Alabama beating Georgia would cause College Football Playoff chaos
The final year of the four-team College Football Playoff has the potential for drama. Major questions without a clear answer. Debate that won’t be easily remedied.
Nothing was settled this weekend, other than the Big Ten champion. Michigan is the lone certainty right now, as long as it takes care of heavy-underdog Iowa in the Big Ten championship game as expected.
Then, it can get tricky.
Seven other teams remain in play for the playoff, although Ohio State feels like a long shot, needing a lot of results to go its way to sneak in for a second straight season.
The potential launching point for chaos is the mega-showdown between Georgia and Alabama in Atlanta on Saturday afternoon. If the Bulldogs prevail, it gets simpler. Otherwise, major complications arise. If Alabama wins, the Crimson Tide get in. But then, doesn’t Texas have to follow, as long as the Longhorns beat Oklahoma State in the Big 12 championship game? Remember, Texas manhandled Alabama on the road back in September, one of the best wins anyone has all season. It’s almost impossible to envision a one-loss SEC team not reaching the playoff, but how can you possibly pick Alabama and not Texas?
That would leave just one spot left for three teams: Undefeated Florida State, the Pac-12 champion and Georgia, the two-time defending national champion with just one loss.
If Georgia wins, it gets far less complicated, but it is worth wondering what happens to the Seminoles. Florida State was already dropped a spot in the playoff committee’s rankings after the season-ending leg injury to quarterback Jordan Travis, from fourth to fifth. Without him, the ACC power did not look the same, struggling to beat seven-loss Florida. However, would an undefeated Power Five school really get left out if Florida State gets by Louisville in the ACC title game?

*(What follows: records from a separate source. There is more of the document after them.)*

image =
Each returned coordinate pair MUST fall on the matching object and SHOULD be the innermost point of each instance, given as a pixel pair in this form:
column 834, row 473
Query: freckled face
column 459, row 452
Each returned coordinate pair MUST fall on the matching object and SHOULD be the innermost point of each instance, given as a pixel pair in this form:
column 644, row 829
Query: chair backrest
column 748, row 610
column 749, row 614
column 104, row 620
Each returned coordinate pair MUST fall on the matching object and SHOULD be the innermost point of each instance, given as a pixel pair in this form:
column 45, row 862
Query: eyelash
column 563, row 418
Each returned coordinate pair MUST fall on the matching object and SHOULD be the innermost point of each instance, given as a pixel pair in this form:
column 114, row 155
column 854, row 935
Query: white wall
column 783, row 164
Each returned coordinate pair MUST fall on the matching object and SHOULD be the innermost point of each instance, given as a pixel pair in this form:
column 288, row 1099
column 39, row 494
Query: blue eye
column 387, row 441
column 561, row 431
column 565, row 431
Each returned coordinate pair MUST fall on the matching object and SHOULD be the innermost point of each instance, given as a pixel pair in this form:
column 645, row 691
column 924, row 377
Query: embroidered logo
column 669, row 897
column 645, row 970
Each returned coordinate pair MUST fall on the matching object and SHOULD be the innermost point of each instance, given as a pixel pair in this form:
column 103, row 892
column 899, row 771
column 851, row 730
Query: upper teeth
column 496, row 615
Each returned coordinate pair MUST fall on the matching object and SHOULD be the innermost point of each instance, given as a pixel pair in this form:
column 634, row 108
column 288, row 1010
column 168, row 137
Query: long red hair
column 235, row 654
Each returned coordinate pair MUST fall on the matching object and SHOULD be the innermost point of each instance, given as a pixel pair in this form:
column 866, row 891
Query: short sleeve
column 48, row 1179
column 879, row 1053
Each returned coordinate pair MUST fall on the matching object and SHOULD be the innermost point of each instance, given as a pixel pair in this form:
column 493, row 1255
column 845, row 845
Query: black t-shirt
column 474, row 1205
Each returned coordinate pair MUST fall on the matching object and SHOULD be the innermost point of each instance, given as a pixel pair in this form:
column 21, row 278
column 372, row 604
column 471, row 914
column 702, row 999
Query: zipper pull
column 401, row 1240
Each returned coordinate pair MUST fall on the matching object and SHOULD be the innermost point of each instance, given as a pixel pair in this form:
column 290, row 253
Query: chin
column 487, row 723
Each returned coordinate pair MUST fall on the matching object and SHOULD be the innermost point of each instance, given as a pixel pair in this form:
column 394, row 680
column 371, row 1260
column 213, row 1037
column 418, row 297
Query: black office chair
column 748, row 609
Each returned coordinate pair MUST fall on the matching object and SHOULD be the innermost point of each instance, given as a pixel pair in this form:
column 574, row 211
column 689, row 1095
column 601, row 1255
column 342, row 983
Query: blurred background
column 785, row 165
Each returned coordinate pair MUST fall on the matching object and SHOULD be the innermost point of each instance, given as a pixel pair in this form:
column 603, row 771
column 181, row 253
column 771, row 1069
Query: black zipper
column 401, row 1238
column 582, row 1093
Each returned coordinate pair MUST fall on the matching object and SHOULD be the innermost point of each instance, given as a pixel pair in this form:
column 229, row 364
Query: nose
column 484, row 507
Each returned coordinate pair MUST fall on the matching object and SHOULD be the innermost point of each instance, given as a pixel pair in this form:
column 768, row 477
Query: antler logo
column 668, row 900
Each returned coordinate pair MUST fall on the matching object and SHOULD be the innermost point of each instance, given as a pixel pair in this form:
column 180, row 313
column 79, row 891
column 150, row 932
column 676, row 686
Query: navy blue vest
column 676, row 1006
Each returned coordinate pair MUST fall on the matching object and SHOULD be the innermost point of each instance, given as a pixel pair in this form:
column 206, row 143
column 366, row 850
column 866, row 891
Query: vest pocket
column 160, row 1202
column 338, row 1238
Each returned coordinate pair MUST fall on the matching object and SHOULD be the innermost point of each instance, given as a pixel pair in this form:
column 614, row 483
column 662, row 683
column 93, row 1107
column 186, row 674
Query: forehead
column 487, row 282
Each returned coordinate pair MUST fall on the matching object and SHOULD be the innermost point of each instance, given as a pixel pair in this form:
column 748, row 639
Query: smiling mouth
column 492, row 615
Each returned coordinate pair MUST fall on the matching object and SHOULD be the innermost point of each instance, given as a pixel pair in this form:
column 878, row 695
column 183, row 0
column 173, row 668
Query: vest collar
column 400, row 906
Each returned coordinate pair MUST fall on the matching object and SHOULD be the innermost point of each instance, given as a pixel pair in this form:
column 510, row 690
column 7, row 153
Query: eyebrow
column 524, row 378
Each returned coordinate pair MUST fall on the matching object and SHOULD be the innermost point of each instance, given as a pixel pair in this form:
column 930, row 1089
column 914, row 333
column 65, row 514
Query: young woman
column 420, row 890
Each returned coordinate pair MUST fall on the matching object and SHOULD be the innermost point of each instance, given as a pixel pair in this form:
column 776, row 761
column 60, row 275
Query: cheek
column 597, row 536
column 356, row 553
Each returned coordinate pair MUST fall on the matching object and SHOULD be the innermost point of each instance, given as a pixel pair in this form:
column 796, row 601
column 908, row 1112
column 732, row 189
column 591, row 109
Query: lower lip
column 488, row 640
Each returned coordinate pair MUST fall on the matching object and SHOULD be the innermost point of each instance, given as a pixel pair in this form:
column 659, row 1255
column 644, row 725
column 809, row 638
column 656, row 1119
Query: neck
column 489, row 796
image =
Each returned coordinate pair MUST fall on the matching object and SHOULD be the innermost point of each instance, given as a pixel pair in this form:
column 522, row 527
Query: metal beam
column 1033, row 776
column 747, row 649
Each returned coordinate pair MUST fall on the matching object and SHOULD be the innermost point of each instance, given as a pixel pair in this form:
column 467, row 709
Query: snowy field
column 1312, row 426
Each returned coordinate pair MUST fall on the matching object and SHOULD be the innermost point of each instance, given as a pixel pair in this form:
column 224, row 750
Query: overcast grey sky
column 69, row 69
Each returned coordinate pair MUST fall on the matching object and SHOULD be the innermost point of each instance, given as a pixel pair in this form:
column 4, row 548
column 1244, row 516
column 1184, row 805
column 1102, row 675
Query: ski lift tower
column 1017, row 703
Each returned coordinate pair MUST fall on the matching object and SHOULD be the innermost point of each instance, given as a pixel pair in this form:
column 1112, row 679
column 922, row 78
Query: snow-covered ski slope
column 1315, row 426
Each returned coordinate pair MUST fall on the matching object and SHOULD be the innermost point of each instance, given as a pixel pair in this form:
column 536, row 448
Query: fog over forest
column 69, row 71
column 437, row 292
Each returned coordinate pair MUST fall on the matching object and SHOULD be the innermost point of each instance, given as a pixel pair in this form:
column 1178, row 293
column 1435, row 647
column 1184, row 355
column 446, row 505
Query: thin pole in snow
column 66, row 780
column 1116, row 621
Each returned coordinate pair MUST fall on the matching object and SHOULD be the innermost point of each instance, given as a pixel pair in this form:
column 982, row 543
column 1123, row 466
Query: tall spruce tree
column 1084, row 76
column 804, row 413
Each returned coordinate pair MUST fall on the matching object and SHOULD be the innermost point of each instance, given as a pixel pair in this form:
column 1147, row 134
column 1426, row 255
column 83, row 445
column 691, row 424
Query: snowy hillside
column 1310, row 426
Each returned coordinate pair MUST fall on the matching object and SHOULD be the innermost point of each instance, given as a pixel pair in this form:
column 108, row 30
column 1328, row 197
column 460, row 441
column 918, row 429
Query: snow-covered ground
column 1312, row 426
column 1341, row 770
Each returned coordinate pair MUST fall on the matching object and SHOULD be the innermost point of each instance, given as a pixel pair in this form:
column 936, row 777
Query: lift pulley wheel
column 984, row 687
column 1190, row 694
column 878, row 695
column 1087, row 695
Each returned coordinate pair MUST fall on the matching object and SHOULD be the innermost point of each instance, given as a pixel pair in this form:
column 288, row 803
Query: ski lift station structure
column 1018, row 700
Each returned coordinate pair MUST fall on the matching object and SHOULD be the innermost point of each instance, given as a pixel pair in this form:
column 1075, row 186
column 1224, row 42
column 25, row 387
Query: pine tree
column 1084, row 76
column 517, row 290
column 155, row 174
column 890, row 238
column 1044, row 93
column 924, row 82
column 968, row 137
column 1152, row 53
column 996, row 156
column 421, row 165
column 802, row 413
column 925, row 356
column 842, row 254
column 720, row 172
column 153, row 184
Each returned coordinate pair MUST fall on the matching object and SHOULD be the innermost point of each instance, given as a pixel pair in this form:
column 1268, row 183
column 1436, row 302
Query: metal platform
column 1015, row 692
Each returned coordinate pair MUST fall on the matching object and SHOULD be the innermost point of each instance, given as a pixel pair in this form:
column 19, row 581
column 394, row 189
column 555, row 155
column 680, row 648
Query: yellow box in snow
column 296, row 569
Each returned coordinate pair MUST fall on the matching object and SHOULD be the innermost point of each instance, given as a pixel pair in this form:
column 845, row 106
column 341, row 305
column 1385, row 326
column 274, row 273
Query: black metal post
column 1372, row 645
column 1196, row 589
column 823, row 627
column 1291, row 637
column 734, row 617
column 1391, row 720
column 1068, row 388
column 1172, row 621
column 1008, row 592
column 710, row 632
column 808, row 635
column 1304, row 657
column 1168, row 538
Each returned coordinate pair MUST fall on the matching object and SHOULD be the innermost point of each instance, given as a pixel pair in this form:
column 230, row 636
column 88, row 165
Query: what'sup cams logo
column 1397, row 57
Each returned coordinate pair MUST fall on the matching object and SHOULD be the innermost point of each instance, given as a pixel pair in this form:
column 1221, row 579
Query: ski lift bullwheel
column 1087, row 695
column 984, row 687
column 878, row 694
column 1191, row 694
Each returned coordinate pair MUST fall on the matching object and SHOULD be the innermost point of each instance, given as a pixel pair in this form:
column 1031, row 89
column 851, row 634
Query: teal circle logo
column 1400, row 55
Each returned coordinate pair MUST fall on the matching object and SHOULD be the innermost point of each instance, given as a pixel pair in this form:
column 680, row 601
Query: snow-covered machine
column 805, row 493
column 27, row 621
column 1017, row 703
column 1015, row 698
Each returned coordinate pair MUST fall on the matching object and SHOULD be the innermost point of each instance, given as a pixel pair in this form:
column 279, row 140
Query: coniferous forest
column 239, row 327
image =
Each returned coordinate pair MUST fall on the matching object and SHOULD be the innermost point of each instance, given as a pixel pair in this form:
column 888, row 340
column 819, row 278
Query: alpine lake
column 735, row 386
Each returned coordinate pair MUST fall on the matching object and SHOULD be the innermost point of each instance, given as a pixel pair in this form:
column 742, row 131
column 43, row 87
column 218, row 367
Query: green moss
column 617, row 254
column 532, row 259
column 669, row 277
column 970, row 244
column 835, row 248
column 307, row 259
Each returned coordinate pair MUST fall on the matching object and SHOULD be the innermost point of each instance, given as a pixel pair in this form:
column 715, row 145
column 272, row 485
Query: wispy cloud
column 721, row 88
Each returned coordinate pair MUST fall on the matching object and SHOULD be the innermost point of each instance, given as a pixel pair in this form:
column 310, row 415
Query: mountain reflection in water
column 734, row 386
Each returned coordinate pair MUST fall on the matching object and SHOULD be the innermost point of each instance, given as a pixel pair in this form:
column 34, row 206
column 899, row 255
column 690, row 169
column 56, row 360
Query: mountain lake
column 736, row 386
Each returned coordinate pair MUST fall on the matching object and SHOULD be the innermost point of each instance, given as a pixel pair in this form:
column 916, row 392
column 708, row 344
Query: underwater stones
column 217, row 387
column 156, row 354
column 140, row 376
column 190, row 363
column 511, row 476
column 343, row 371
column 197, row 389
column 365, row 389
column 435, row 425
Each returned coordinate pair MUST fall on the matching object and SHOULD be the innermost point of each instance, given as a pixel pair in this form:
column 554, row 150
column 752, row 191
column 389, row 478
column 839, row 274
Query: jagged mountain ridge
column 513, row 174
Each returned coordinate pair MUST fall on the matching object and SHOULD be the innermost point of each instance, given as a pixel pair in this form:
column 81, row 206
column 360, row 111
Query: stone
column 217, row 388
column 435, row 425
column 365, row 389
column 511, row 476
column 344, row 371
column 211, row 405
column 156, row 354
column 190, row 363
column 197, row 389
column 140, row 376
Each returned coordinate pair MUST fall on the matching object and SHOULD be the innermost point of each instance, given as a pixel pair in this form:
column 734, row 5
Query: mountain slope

We haven’t even gotten to the Pac-12 title game, where undefeated Washington meets Oregon in a rematch of the Huskies’ thrilling Oct. 14 victory. The Ducks have a loss, but they look like the best team in the country, second in the nation in scoring (45.3) and seventh in points allowed (17.9).
There are no easy answers. Someone will be very upset. And likely more than one team. The bottom line is it feels like six teams for three spots. So much is up in the air in the final year of the current version of the playoff. For years, I’ve complained that the conference championship games mean nothing. This season, they couldn’t possibly have any more importance.
Swing & a Mich’
Everything, I thought, was pointing towards Ohio State prevailing on Saturday afternoon in Ann Arbor. Boy was I wrong. Hats off to Michigan. To acting head coach Sherrone Moore, to quarterback J.J. McCarthy and all the Wolverines. They earned the Big Ten East crown and almost certainly a spot in the College Football Playoff by outlasting the rival Buckeyes.
Michigan had not played well in recent weeks, struggling in wins over Penn State and Maryland. Ohio State entered playing the better football. Jim Harbaugh’s absence on the sideline due to his three-game suspension for the Wolverines’ sign-stealing scandal seemed to be significantly impacting his team. On Saturday, that changed.
I love the game Moore coached, going for three fourth downs. He was aggressive and showed confidence in his team. It was exactly how Harbaugh would have coached. And now, he’s back, and maybe this time Michigan has what it takes to win it all. I sure am done doubting the Wolverines.
Seeing red
Alabama is the cat with nine lives that won’t die. There is a Michael Myers element to the Crimson Tide. You can’t kill Nick Saban’s team. Saturday’s dramatic Iron Bowl victory, when Jalen Milroe threw a 31-yard touchdown pass to Isaiah Bond with 32 seconds left on fourth-and-goal to avoid a season-ending defeat, was just the latest example. This is a team that has been facing elimination every week since that Sept. 9 loss to Texas, that has three victories by six points or less, and has either trailed or been tied at halftime six times.
It will again be doubted next Saturday. Georgia is a 5.5-point favorite in the SEC championship game, the two-time defending national champion riding a 29-game winning streak. Alabama, though, wasn’t expected to get this far, not after how poorly it looked early on. After that remarkable escape in the final seconds on Saturday, on top of everything this group has been through, the Crimson Tide have to be thinking they can survive anything.